Might Arizona Have its 1st Baseball Hall-of-Famer?
May 24
04:12 2021

 They Came From Arizona

By John Christian Hopkins

Arizona has produced many baseball players who have reached the Major Leagues – but none that have produced a career worthy of the Hall of Fame.

There is a current player who could be on his way, though. Cody Bellinger (Scottsdale) is a young star with the Los Angeles Dodgers.

He broke in as a rookie in 2017 with 39 home runs and 97 runs batted in. He slumped a bit in his sophomore year, slipping to 25 round-trippers. Then he came up big in 2019 with 47 homers, 115 RBIs a .305 batting average – and winning the National League Most Valuable player award.

Only 25, Bellinger is just entering his prime and if he can post numbers like he did in 2019, he could have a strong case for Cooperstown.

While not Hall-worthy, the Grand Canyon State has produced some solid players over the years.

Infielder Solly Hemus (Phoenix) played in the Bigs from 1949 to 1959. Never a superstar he was a dependable player and good defender. He had a knack for betting in base; for his career his on-base percentage was .390.
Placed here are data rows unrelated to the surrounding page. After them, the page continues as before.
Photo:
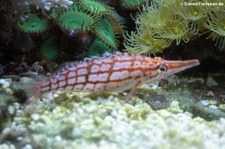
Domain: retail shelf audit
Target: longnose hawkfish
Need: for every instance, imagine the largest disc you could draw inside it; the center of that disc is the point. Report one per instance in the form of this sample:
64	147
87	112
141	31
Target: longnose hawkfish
115	72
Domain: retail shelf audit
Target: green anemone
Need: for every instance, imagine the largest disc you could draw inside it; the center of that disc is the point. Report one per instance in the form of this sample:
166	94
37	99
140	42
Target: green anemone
75	19
131	4
105	33
98	48
33	24
50	49
94	6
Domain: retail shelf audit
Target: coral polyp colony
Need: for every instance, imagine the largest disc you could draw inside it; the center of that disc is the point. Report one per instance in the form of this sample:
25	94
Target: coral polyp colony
75	19
82	17
31	23
164	22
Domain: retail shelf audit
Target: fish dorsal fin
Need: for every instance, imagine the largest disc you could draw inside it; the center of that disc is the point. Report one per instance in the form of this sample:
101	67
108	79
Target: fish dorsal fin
65	66
106	54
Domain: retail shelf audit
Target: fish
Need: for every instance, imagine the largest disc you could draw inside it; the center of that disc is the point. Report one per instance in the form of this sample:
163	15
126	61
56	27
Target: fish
115	72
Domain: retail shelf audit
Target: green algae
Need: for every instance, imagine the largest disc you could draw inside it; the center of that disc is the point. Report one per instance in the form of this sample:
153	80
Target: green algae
81	121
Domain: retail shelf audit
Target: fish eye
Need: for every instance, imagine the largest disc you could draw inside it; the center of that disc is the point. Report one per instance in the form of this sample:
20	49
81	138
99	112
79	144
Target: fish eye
162	68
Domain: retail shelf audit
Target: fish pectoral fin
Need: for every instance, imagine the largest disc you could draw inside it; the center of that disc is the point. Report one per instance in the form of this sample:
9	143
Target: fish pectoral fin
130	94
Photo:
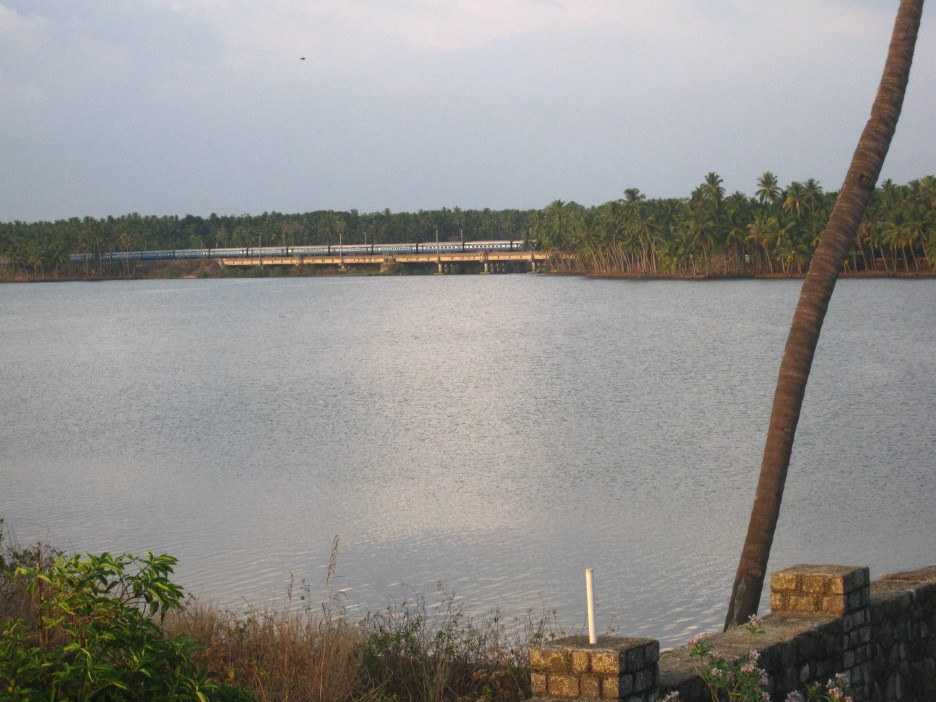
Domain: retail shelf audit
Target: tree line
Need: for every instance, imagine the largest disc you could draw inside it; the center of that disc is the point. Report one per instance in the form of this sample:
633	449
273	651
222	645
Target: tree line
713	233
708	233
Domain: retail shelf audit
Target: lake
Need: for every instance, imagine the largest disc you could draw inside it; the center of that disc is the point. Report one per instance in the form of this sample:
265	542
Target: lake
476	439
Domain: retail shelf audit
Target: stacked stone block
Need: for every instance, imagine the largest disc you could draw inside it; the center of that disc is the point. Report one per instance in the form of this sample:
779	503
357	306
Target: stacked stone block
825	590
613	669
903	619
834	591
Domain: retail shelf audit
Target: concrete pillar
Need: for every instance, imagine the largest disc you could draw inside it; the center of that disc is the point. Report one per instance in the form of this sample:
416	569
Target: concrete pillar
613	669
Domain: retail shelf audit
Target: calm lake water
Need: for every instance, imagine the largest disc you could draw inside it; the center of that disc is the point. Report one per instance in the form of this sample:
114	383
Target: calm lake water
477	437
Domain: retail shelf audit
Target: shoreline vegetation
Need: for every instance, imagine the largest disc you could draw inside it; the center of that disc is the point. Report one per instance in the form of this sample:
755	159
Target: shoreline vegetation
115	627
708	235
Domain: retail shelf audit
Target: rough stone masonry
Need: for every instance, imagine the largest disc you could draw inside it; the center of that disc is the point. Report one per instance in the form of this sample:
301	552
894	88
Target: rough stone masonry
825	620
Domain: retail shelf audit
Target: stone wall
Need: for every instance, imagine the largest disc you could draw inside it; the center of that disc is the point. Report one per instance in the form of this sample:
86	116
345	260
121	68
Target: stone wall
824	621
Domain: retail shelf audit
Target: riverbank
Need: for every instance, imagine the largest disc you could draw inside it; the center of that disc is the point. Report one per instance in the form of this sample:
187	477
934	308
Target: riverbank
199	269
897	275
49	601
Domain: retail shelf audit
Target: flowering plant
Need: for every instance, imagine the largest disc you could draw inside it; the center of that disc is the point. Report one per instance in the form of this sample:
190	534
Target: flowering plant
741	680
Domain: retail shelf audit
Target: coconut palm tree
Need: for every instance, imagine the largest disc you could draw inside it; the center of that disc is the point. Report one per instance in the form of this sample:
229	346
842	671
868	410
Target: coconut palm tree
768	189
837	239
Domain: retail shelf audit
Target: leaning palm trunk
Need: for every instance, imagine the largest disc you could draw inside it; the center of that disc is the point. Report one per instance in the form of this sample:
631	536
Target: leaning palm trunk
837	238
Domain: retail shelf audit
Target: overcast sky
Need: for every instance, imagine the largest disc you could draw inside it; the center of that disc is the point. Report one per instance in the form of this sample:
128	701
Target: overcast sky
200	106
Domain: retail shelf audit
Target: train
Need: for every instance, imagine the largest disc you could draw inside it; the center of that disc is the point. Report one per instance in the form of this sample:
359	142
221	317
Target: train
320	250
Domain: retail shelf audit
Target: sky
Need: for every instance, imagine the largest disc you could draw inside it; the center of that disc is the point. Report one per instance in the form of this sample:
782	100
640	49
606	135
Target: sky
200	106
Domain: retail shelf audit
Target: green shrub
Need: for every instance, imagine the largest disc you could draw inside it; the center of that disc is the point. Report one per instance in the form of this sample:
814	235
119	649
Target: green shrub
92	634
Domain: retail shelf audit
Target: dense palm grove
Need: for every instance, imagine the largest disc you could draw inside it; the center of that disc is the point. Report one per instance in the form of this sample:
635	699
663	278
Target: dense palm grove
710	233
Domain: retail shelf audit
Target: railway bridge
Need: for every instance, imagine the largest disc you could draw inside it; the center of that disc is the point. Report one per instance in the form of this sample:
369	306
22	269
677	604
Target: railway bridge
444	261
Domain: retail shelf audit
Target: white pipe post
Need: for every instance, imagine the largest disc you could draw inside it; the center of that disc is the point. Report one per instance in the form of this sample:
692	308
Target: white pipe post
590	599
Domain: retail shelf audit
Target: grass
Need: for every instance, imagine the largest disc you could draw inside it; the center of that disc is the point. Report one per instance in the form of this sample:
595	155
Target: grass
399	654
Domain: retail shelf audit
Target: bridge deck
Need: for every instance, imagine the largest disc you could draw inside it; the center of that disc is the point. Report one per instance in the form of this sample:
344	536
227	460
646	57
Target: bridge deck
384	259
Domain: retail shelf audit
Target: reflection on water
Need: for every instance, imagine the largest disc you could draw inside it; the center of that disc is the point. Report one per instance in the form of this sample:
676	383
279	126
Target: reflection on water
490	434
Other Arizona-born players include D.J. Carrasco (Safford), who managed a 24-21 pitching record in eight years. He won his only decision in an Arizona Diamondbacks uniform.

John Denny (Prescott) won 123 games during his 13 seasons on the Majors. His best season came in 1983 with Phillies when he registered a 19-6 record and earned the N.L. Cy Young Award.

Keeping it closer to home, Keith Brown (Flagstaff) was born on Valentine’s Day in 1964. He broke into the Majors with the Cincinnati Reds. He won two of his first three starts in 1988, never winning another game. His four-year career ended with a 2-2 won-loss record.

Gil Heredia (Nogales) won nearly half of his career 57 wins between 1999 and 2000, when posted 28 wins over a two-year span. His 10-year career ended after the 2001 season.

Alex Kellner (Tucson) also started out with promise. He won 20 games in 1949, his second year in MLB, but never matched that performance again. He ended his 12-year career with 101 wins against 112 losses.

The Arizona player with the most state-appropriate moniker is Steve Phoenix (Phoenix). He appeared in three games for the Oakland A’s between 1994-95. He had no decisions. He pitched six total innings in his career, giving up seven hits, nine runs and walking five.